Improving Colorectal Cancer Screening and Risk Assessment through Predictive Modeling on Medical Images and Records
Journal:
arXiv
Published Date:
Oct 13, 2024
Abstract
Colonoscopy screening effectively identifies and removes polyps before they
progress to colorectal cancer (CRC), but current follow-up guidelines rely
primarily on histopathological features, overlooking other important CRC risk
factors. Variability in polyp characterization among pathologists also hinders
consistent surveillance decisions. Advances in digital pathology and deep
learning enable the integration of pathology slides and medical records for
more accurate CRC risk prediction. Using data from the New Hampshire
Colonoscopy Registry, including longitudinal follow-up, we adapted a
transformer-based model for histopathology image analysis to predict 5-year CRC
risk.
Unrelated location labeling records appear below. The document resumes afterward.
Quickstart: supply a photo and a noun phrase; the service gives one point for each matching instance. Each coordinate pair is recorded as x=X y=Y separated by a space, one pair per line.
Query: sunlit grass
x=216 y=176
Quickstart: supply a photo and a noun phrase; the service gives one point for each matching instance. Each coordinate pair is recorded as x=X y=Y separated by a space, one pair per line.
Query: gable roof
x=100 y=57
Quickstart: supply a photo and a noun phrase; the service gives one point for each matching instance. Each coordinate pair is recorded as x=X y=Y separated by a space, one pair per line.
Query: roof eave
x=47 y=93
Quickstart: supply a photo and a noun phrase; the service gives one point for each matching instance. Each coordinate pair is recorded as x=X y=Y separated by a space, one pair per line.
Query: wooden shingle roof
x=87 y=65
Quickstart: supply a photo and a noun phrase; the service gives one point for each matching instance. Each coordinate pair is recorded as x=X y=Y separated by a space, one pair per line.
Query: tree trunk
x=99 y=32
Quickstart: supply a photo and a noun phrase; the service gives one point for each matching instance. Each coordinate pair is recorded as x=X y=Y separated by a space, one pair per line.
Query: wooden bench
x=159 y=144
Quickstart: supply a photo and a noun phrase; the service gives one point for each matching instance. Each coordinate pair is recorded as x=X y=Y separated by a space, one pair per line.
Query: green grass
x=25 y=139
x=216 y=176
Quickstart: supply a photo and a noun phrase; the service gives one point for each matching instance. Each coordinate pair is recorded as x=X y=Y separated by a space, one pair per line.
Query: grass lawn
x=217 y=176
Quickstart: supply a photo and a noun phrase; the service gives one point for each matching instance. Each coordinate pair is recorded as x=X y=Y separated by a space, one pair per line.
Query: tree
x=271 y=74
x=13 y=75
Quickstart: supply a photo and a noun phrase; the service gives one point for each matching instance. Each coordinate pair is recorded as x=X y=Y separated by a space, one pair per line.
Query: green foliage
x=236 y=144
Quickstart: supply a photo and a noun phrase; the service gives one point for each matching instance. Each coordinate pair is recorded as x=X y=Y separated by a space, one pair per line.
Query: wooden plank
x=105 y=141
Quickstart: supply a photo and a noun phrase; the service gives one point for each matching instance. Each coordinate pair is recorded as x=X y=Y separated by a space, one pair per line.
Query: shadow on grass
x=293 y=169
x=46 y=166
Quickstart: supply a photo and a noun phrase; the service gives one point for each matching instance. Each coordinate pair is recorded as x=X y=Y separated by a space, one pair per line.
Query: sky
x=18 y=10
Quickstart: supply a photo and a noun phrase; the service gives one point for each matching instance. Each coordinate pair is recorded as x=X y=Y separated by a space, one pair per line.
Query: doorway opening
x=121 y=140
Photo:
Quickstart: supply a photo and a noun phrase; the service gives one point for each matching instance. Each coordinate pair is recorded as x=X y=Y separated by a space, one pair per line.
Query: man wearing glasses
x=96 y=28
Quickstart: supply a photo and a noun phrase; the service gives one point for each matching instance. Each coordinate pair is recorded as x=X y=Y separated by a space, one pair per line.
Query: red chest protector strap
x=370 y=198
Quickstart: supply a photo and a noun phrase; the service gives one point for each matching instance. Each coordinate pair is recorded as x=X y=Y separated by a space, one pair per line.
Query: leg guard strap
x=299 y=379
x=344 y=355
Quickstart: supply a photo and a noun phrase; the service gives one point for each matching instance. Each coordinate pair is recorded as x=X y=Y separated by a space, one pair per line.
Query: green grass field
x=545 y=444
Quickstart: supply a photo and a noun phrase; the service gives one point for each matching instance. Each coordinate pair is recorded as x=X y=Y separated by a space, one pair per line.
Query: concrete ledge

We further explored multi-modal fusion strategies to combine clinical
records with deep learning-derived image features. Training the model to
predict intermediate clinical variables improved 5-year CRC risk prediction
(AUC = 0.630) compared to direct prediction (AUC = 0.615, p = 0.013).
Incorporating both imaging and non-imaging data, without requiring manual slide
review, further improved performance (AUC = 0.674) compared to traditional
features from colonoscopy and microscopy reports (AUC = 0.655, p = 0.001).
These results highlight the value of integrating diverse data modalities with
computational methods to enhance CRC risk stratification.